On the eve of the 2018 Los Angeles Auto Show, Nissan announced a program called Nissan Energy, designed to help individuals and communities make the transition to electric vehicles and smart power grids. An important part of the Nissan Energy program involves reusing electric car batteries after vehicles reach the end of their life cycle.
“This is the future we want to build,” stated Denis Le Vot, the chairman of Nissan’s North American division, during a media event in Los Angeles.
The Nissan Energy program has three main parts, starting with energy supply. Nissan will promote the installation of appropriate charging stations in homes and businesses, and it will encourage increasing the number of available charging stations on public property. De Vot added Nissan will also include charging station location information in its navigation systems, meaning Leaf drivers will know exactly where to charge even if they’re traveling in a city they’ve never been to before.
Secondly, De Vot described greater integration with smart grids and smart charging systems that use fully charged electric cars as energy sources during peak demand periods. With a full charge, an electric car can provide power to the owner’s home or feed it directly into the grid when electricity is in high demand, such as early in the evening, and then recharge itself overnight during off-peak hours. Called bi-directional charging, this practice reduces the strain placed on the electricity grid while saving electric car owners money; it’s a win-win situation.

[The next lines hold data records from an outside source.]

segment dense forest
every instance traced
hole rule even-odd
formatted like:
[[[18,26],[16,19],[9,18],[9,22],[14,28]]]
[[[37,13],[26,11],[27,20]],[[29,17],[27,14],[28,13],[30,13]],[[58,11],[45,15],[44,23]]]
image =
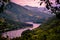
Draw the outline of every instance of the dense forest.
[[[4,1],[5,2],[5,1]],[[2,5],[5,6],[5,5]],[[47,4],[48,7],[48,4]],[[2,8],[2,9],[1,9]],[[3,12],[4,7],[0,7],[0,12]],[[57,11],[58,12],[55,12]],[[34,30],[26,30],[21,35],[21,37],[9,39],[3,38],[0,35],[0,40],[60,40],[60,9],[54,9],[53,12],[56,14],[51,20],[46,23],[42,23],[39,28]],[[15,22],[13,22],[14,24]],[[19,23],[12,25],[11,23],[7,23],[4,18],[0,18],[0,29],[4,29],[7,27],[13,27],[15,25],[19,25]],[[3,30],[4,31],[4,30]]]

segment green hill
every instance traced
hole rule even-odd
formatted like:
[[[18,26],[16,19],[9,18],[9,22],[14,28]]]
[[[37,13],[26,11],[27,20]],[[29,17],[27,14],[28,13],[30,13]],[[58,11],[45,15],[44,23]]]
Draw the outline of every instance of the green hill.
[[[60,40],[60,19],[53,18],[32,31],[26,30],[12,40]]]

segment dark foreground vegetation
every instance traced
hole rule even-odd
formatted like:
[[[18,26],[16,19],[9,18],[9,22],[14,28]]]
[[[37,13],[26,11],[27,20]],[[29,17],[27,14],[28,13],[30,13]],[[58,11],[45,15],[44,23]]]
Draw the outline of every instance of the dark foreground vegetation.
[[[24,31],[21,37],[10,40],[60,40],[60,19],[53,18],[47,23],[43,23],[39,28],[32,31]],[[2,38],[8,40],[9,38]]]

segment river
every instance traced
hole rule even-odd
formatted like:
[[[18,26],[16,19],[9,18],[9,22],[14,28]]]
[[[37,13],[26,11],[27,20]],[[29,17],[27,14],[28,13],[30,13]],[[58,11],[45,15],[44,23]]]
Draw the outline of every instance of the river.
[[[33,29],[35,29],[35,28],[37,28],[41,25],[41,24],[37,24],[37,23],[33,23],[33,22],[26,22],[26,23],[33,24],[33,27],[27,27],[27,28],[24,28],[24,29],[8,31],[8,32],[3,33],[2,36],[7,37],[7,35],[8,35],[9,38],[11,38],[11,39],[16,38],[16,37],[21,37],[21,34],[22,34],[23,31],[28,30],[28,29],[33,30]]]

Finally, De Vot described how Nissan is refurbishing used Leaf batteries for use as energy storage systems for stationary requirements. He mentioned that the Amsterdam Arena — a gigantic soccer stadium in Holland — has a backup power system built from a bank of used batteries salvaged from Leaf models that are now off the road. The system has 4 megawatts of storage capacity. These systems don’t need to be stationary, however; Nissan can also use Leaf battery packs to power electric forklifts, for example.
Similar projects are underway in Japan and in China, and Nissan is looking at powering some of its North American facilities with Leaf batteries. These initiatives provide a second life for electric car batteries and solve the problem of recycling them once a vehicle reaches the end of its life cycle.